Check the directory entry size

When experimenting with crail.directoryrecord or crail.directorydepth parameters, the error when the file name or depth exceeded these limits are cryptic. See below. It would be nice to check if it is the case and then print a more sensible error, for example "limit for these params are exceeded", etc. ;)

For the rest of the system it seems like a particular file just vanished underneath the crail file system.

 17/09/21 13:44:48 2501 main WARN Client: Neither spark.yarn.jars nor spark.yarn.archive is set, falling back to uploading libraries under SPARK_HOME.
17/09/21 13:45:17 30985 main ERROR FileFormatWriter: Aborting job null.         
 java.io.FileNotFoundException: /sql/data1.pq/_temporary/0/task_20170921134508_0001_m_000021
	at com.ibm.crail.hdfs.CrailHadoopFileSystem.listStatus(CrailHadoopFileSystem.java:199)
	at org.apache.hadoop.mapreduce.lib.output.FileOutputCommitter.mergePaths(FileOutputCommitter.java:426)
	at org.apache.hadoop.mapreduce.lib.output.FileOutputCommitter.commitJobInternal(FileOutputCommitter.java:362)
	at org.apache.hadoop.mapreduce.lib.output.FileOutputCommitter.commitJob(FileOutputCommitter.java:334)
	at org.apache.parquet.hadoop.ParquetOutputCommitter.commitJob(ParquetOutputCommitter.java:47)
	at org.apache.spark.internal.io.HadoopMapReduceCommitProtocol.commitJob(HadoopMapReduceCommitProtocol.scala:128)
	at org.apache.spark.sql.execution.datasources.FileFormatWriter$$anonfun$write$1.apply$mcV$sp(FileFormatWriter.scala:209)
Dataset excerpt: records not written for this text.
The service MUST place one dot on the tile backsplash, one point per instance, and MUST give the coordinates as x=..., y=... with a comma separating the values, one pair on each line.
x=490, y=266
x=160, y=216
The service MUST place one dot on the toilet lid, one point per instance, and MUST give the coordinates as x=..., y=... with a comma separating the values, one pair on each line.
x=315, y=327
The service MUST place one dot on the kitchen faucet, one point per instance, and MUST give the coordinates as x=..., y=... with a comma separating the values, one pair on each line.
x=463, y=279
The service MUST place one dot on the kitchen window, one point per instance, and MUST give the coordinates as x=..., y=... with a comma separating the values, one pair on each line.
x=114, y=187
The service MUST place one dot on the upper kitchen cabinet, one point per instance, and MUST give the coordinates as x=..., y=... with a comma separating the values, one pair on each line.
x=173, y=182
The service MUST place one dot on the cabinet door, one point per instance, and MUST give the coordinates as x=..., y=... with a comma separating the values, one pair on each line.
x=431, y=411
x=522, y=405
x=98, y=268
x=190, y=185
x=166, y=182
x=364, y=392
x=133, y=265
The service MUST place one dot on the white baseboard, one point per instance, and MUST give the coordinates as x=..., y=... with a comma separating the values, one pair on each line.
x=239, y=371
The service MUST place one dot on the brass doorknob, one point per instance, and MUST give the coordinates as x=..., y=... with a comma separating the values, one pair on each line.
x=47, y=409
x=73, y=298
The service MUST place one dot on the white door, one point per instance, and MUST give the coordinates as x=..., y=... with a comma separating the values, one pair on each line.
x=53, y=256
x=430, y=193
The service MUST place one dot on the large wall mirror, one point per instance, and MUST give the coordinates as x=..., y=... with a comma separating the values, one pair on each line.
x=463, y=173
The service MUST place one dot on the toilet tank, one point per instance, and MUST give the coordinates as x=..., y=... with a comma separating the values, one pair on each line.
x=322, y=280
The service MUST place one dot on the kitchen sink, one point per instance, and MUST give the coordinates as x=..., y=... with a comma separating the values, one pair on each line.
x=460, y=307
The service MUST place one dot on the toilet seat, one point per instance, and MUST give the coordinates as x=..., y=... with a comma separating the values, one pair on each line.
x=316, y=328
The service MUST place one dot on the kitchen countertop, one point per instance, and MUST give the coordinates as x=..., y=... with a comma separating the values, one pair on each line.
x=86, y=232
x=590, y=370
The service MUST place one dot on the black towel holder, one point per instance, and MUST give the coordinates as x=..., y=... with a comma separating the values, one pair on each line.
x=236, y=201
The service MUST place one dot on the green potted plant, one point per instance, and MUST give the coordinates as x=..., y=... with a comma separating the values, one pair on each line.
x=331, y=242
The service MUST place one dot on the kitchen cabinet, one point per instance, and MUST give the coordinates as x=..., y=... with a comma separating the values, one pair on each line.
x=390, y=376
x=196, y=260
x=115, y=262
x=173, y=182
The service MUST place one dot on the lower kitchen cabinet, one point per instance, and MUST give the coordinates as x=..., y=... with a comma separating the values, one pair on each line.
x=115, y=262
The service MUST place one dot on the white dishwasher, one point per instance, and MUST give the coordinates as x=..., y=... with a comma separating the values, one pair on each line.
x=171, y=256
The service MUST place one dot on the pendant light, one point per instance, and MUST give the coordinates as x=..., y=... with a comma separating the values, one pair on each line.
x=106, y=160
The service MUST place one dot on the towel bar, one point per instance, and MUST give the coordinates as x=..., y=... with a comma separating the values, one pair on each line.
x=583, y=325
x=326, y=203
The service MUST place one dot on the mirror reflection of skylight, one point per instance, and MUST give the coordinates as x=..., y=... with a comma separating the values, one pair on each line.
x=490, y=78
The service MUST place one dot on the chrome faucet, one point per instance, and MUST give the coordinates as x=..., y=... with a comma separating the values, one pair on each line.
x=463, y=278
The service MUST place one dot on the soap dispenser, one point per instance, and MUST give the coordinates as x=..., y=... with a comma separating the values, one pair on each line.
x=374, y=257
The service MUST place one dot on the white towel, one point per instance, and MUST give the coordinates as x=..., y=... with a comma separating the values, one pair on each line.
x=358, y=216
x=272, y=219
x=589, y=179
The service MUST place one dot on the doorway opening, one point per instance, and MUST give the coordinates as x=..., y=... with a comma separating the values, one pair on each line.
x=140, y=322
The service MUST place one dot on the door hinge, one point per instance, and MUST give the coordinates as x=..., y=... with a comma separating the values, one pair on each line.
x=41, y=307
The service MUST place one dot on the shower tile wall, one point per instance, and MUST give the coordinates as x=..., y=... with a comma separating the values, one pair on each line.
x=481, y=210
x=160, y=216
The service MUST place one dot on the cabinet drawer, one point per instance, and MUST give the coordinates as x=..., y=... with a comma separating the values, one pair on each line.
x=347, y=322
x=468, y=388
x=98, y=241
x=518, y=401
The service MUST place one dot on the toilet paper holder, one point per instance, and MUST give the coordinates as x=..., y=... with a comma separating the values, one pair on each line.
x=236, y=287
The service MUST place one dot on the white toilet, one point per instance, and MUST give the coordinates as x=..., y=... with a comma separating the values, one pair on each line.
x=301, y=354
	at org.apache.spark.sql.execution.datasources.FileFormatWriter$$anonfun$write$1.apply(FileFormatWriter.scala:173)
	at org.apache.spark.sql.execution.datasources.FileFormatWriter$$anonfun$write$1.apply(FileFormatWriter.scala:173)
	at org.apache.spark.sql.execution.SQLExecution$.withNewExecutionId(SQLExecution.scala:65)
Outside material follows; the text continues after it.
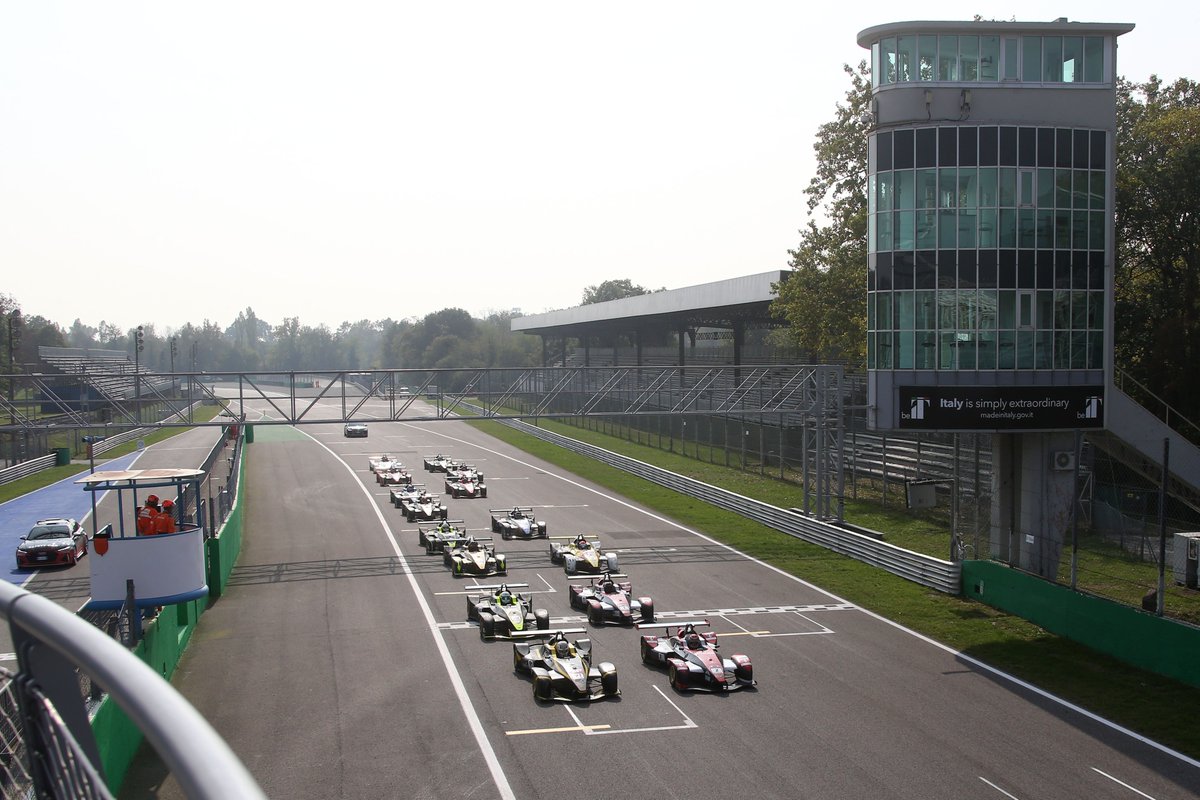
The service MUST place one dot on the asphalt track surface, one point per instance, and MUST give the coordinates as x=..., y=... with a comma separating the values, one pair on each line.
x=340, y=663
	at org.apache.spark.sql.execution.datasources.FileFormatWriter$.write(FileFormatWriter.scala:173)
	at org.apache.spark.sql.execution.datasources.InsertIntoHadoopFsRelationCommand.run(InsertIntoHadoopFsRelationCommand.scala:145)
	at org.apache.spark.sql.execution.command.ExecutedCommandExec.sideEffectResult$lzycompute(commands.scala:58)
	at org.apache.spark.sql.execution.command.ExecutedCommandExec.sideEffectResult(commands.scala:56)
	at org.apache.spark.sql.execution.command.ExecutedCommandExec.doExecute(commands.scala:74)
	at org.apache.spark.sql.execution.SparkPlan$$anonfun$execute$1.apply(SparkPlan.scala:117)
	at org.apache.spark.sql.execution.SparkPlan$$anonfun$execute$1.apply(SparkPlan.scala:117)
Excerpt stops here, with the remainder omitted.